I’m afraid my fuddled mind has got a mite enflamed
Looking at the pictures in Glamour Magazine.
The panels of the waiting room are tacked-up full
With illness suggestions you could contract.
I flick the chalky pages some more.
I can feel those sticky collective germs on my skin.
Please call my name and make it soon.
These walls are closing in.


There is a moth lives in my house.
I meet it in the stairwell sometimes;
Medium/small/black, not the most attractive
As it lumbers about the air
Like an oaf, out of element, clambering and clumsy.

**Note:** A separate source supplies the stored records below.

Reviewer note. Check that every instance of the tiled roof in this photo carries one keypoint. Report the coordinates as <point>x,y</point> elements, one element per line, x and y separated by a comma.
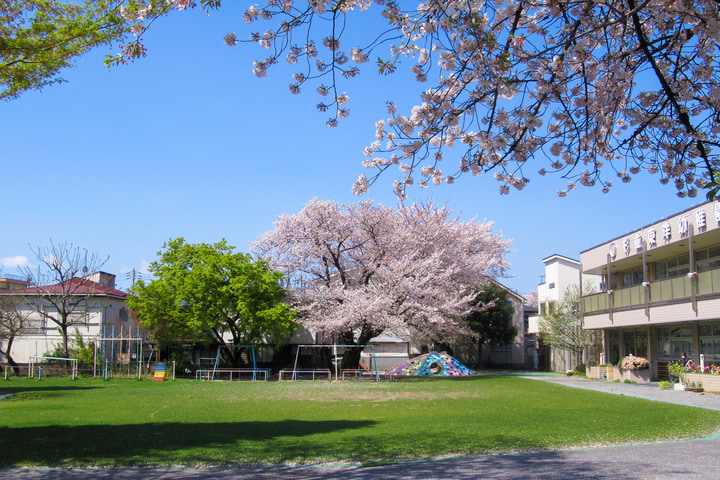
<point>74,286</point>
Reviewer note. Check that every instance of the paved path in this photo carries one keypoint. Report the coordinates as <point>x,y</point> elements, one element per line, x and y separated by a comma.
<point>697,459</point>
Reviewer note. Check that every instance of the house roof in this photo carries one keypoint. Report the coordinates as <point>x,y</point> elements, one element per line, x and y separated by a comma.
<point>74,286</point>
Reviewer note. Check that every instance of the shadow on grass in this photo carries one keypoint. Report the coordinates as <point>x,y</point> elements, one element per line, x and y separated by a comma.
<point>257,442</point>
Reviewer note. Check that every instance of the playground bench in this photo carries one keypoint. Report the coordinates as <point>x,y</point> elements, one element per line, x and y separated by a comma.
<point>294,373</point>
<point>209,374</point>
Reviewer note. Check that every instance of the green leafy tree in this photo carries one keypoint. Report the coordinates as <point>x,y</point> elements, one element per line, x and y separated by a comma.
<point>561,323</point>
<point>39,38</point>
<point>493,325</point>
<point>207,292</point>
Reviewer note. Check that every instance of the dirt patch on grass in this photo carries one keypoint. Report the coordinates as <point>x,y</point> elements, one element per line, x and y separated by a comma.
<point>369,396</point>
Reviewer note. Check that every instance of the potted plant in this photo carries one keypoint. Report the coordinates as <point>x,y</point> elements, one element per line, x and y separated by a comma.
<point>635,369</point>
<point>708,378</point>
<point>676,371</point>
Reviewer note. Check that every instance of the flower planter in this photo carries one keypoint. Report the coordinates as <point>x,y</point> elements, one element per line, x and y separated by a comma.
<point>637,376</point>
<point>709,383</point>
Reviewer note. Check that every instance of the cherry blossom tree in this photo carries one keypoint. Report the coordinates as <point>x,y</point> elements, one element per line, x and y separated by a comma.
<point>363,269</point>
<point>595,90</point>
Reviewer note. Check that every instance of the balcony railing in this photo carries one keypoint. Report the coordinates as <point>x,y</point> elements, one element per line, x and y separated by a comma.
<point>671,290</point>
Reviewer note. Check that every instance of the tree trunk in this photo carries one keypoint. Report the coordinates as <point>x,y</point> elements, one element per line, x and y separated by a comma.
<point>11,361</point>
<point>351,357</point>
<point>480,344</point>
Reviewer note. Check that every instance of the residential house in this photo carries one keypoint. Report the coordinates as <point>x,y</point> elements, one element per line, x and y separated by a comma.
<point>514,355</point>
<point>101,312</point>
<point>661,290</point>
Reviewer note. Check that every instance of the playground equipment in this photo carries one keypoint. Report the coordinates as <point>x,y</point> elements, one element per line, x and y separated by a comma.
<point>118,353</point>
<point>217,371</point>
<point>34,361</point>
<point>430,364</point>
<point>297,373</point>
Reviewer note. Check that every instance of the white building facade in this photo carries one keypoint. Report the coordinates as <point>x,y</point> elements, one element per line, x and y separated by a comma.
<point>101,313</point>
<point>561,273</point>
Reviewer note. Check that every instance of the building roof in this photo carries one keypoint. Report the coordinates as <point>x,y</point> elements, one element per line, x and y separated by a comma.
<point>559,257</point>
<point>74,286</point>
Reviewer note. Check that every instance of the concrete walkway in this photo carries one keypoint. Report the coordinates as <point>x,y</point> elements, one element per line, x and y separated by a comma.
<point>697,459</point>
<point>649,391</point>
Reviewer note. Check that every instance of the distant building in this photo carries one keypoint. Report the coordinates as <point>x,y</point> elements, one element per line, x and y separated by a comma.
<point>561,273</point>
<point>102,312</point>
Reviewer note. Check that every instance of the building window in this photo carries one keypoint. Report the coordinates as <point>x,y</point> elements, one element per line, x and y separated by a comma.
<point>614,346</point>
<point>707,259</point>
<point>710,342</point>
<point>672,267</point>
<point>673,341</point>
<point>632,277</point>
<point>635,343</point>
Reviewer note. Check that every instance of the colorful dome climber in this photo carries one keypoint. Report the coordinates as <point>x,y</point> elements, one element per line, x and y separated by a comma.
<point>431,364</point>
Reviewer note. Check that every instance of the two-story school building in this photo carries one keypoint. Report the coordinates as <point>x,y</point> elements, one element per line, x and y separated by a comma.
<point>660,290</point>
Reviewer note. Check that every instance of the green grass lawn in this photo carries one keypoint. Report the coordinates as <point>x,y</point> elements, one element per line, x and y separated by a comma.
<point>59,422</point>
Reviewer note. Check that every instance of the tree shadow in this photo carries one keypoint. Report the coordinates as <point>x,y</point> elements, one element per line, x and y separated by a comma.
<point>170,443</point>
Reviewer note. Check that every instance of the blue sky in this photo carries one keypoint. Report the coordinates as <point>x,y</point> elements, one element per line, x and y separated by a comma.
<point>189,143</point>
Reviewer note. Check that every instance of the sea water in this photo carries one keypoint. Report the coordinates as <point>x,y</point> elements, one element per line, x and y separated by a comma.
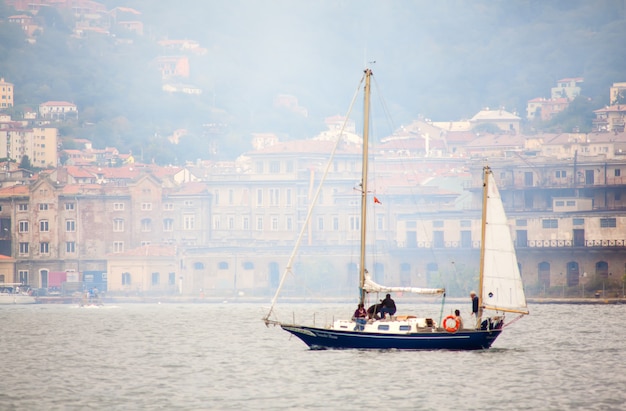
<point>222,357</point>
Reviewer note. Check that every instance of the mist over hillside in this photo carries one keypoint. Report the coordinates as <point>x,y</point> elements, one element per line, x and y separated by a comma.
<point>443,60</point>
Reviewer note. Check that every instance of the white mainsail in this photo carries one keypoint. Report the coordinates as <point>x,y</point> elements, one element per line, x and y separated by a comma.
<point>371,287</point>
<point>502,287</point>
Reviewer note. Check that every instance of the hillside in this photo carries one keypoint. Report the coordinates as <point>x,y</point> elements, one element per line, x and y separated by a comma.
<point>443,60</point>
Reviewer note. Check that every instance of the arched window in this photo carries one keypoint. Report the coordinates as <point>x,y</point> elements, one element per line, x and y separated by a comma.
<point>602,269</point>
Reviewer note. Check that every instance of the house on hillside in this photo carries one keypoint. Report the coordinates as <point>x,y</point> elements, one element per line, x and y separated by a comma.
<point>58,110</point>
<point>611,118</point>
<point>505,121</point>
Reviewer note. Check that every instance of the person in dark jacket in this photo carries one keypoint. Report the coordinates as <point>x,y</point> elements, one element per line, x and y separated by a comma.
<point>389,307</point>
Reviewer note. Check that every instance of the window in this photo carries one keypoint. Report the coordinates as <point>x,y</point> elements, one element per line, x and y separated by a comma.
<point>23,276</point>
<point>146,225</point>
<point>608,222</point>
<point>168,224</point>
<point>70,226</point>
<point>274,197</point>
<point>118,225</point>
<point>274,167</point>
<point>355,223</point>
<point>189,222</point>
<point>550,223</point>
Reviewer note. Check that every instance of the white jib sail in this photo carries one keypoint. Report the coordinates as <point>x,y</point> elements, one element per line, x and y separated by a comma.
<point>503,289</point>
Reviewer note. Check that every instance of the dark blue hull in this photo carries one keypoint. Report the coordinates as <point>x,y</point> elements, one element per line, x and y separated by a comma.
<point>323,338</point>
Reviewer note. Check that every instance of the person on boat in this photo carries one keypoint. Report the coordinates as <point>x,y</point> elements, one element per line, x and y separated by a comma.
<point>360,317</point>
<point>475,307</point>
<point>457,315</point>
<point>389,307</point>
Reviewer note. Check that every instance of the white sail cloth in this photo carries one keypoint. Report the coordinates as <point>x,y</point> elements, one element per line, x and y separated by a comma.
<point>503,289</point>
<point>371,287</point>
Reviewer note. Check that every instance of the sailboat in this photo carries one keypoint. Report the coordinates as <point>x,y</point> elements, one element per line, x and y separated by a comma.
<point>500,288</point>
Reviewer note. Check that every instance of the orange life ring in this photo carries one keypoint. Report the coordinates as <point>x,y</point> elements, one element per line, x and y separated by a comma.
<point>455,327</point>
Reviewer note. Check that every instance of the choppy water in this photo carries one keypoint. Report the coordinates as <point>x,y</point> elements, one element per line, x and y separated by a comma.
<point>221,356</point>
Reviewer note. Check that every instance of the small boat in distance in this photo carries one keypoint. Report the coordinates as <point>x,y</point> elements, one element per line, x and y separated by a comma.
<point>500,289</point>
<point>15,293</point>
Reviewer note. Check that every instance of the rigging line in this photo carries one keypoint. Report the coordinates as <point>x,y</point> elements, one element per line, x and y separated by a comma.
<point>385,108</point>
<point>303,229</point>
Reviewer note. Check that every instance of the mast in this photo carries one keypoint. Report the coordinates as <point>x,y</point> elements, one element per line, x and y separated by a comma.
<point>483,235</point>
<point>366,115</point>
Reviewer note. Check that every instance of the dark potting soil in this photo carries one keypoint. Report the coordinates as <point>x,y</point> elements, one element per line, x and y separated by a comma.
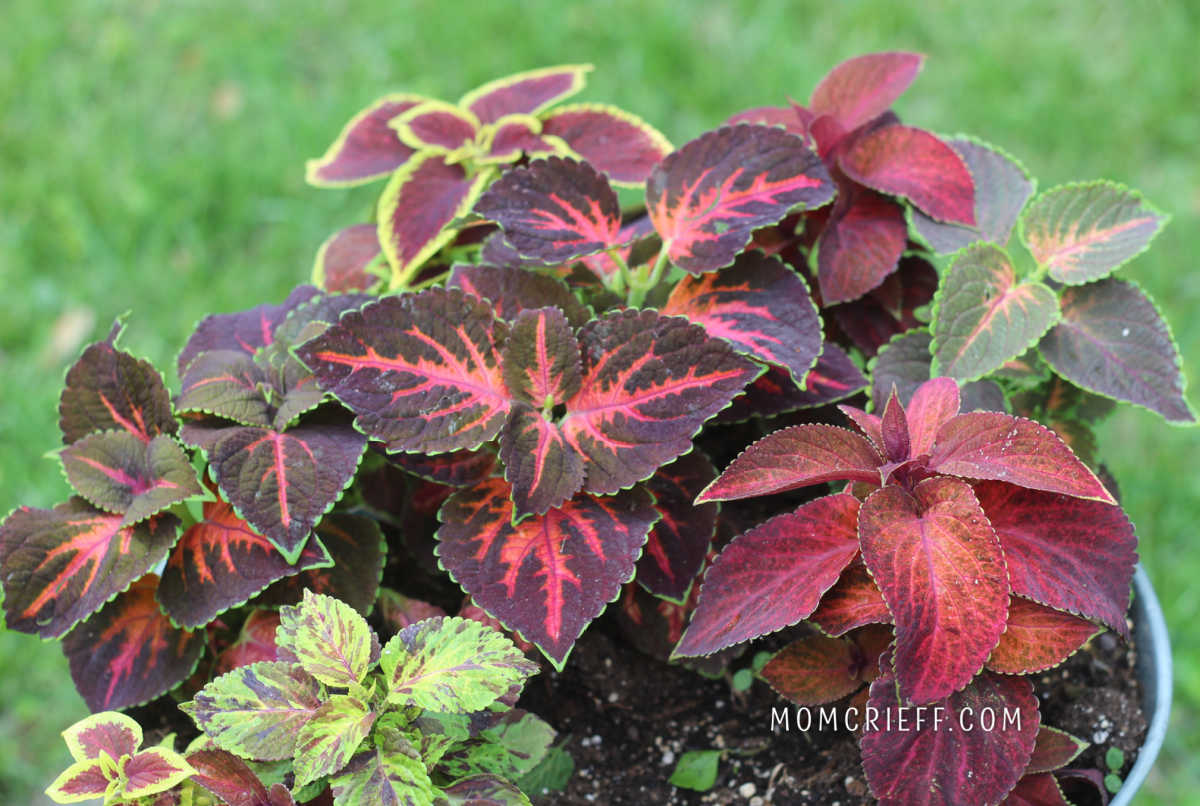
<point>630,717</point>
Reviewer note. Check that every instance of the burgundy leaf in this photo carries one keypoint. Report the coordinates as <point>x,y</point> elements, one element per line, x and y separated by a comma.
<point>420,371</point>
<point>774,575</point>
<point>109,389</point>
<point>861,245</point>
<point>863,88</point>
<point>1067,553</point>
<point>547,576</point>
<point>367,148</point>
<point>913,164</point>
<point>948,757</point>
<point>60,565</point>
<point>553,210</point>
<point>245,331</point>
<point>616,143</point>
<point>678,543</point>
<point>707,198</point>
<point>649,383</point>
<point>283,482</point>
<point>1002,447</point>
<point>941,571</point>
<point>1114,342</point>
<point>796,457</point>
<point>129,653</point>
<point>222,561</point>
<point>760,306</point>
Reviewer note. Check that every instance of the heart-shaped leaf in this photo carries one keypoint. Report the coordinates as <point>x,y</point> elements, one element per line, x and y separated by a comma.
<point>708,197</point>
<point>1114,342</point>
<point>1085,232</point>
<point>983,316</point>
<point>773,576</point>
<point>941,571</point>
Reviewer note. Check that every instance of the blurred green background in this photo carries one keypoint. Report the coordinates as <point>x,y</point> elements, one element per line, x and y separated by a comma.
<point>151,158</point>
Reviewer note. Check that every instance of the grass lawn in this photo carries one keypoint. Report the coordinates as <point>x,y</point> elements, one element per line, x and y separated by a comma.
<point>151,160</point>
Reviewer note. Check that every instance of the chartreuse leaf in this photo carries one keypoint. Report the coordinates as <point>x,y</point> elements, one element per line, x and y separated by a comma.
<point>708,197</point>
<point>983,316</point>
<point>941,571</point>
<point>1114,342</point>
<point>949,756</point>
<point>1084,232</point>
<point>329,639</point>
<point>257,710</point>
<point>451,665</point>
<point>773,576</point>
<point>328,740</point>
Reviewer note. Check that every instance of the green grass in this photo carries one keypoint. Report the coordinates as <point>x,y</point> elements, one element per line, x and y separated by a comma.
<point>151,158</point>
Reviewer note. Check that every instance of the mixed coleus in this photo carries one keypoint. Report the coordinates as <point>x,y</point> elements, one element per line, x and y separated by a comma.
<point>534,411</point>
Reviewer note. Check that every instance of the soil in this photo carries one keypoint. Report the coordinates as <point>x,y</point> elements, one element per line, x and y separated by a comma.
<point>630,717</point>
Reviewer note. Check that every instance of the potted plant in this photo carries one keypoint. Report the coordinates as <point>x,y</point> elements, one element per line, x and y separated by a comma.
<point>509,388</point>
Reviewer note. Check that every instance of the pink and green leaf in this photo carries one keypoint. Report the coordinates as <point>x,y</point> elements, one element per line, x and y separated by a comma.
<point>916,166</point>
<point>367,148</point>
<point>547,576</point>
<point>555,210</point>
<point>995,446</point>
<point>109,389</point>
<point>119,473</point>
<point>796,457</point>
<point>941,571</point>
<point>451,666</point>
<point>257,710</point>
<point>1037,638</point>
<point>649,383</point>
<point>983,317</point>
<point>1067,553</point>
<point>760,306</point>
<point>861,89</point>
<point>1085,232</point>
<point>773,576</point>
<point>61,565</point>
<point>940,763</point>
<point>130,653</point>
<point>707,198</point>
<point>420,371</point>
<point>612,140</point>
<point>1113,341</point>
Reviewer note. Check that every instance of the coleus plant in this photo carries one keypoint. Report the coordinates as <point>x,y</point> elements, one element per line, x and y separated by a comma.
<point>535,407</point>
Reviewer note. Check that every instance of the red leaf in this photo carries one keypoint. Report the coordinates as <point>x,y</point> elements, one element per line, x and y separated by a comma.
<point>773,576</point>
<point>915,164</point>
<point>1067,553</point>
<point>1037,638</point>
<point>707,198</point>
<point>760,306</point>
<point>547,576</point>
<point>861,245</point>
<point>553,210</point>
<point>367,148</point>
<point>679,541</point>
<point>527,92</point>
<point>615,142</point>
<point>649,383</point>
<point>796,457</point>
<point>861,89</point>
<point>60,565</point>
<point>129,653</point>
<point>941,571</point>
<point>109,389</point>
<point>1002,447</point>
<point>222,561</point>
<point>420,371</point>
<point>948,757</point>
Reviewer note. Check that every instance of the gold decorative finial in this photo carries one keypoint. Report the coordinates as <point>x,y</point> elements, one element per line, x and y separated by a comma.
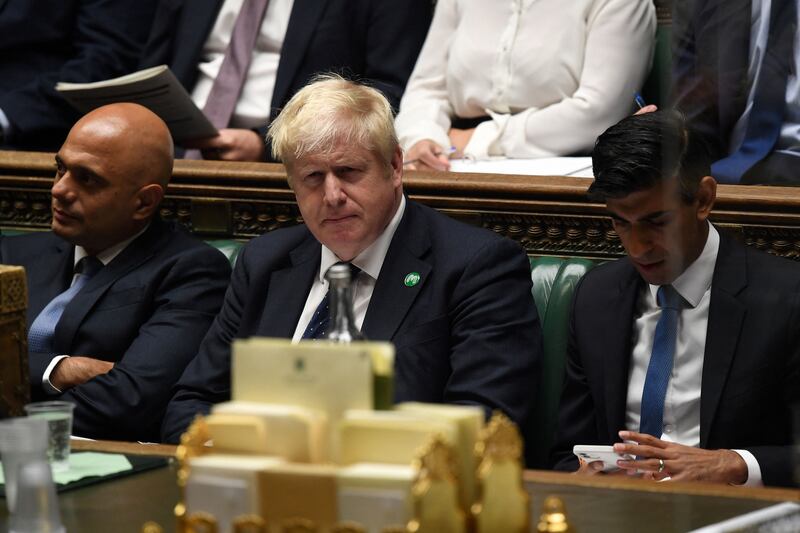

It doesn’t dodge from me like a fly would
Or a mosquito, which I’d kill if I could
{Not being a buddhist}, so I let this little bugger
Of a triangle survive and live and trust
It doesn’t try with grubs
To inject my afghani rugs and curtains
And sincerely wants to settle down and squat a while
And hibernate because I have actually
Started to berate sister moth when we meet
And after all that bobbing dodge and weave and curtsey
Just ain’t safe for either of us,
What with the wobbly banisters.


Clive Donovan devotes himself full-time to poetry and has been published in a wide variety of magazines including The Journal, Agenda, Acumen, Poetry Salzburg Review, Prole, Stand and The Transnational. He lives in the creative atmosphere of Totnes in Devon, U.K. often walking along the River Dart for inspiration. He is hoping to entice a publisher to print a first collection.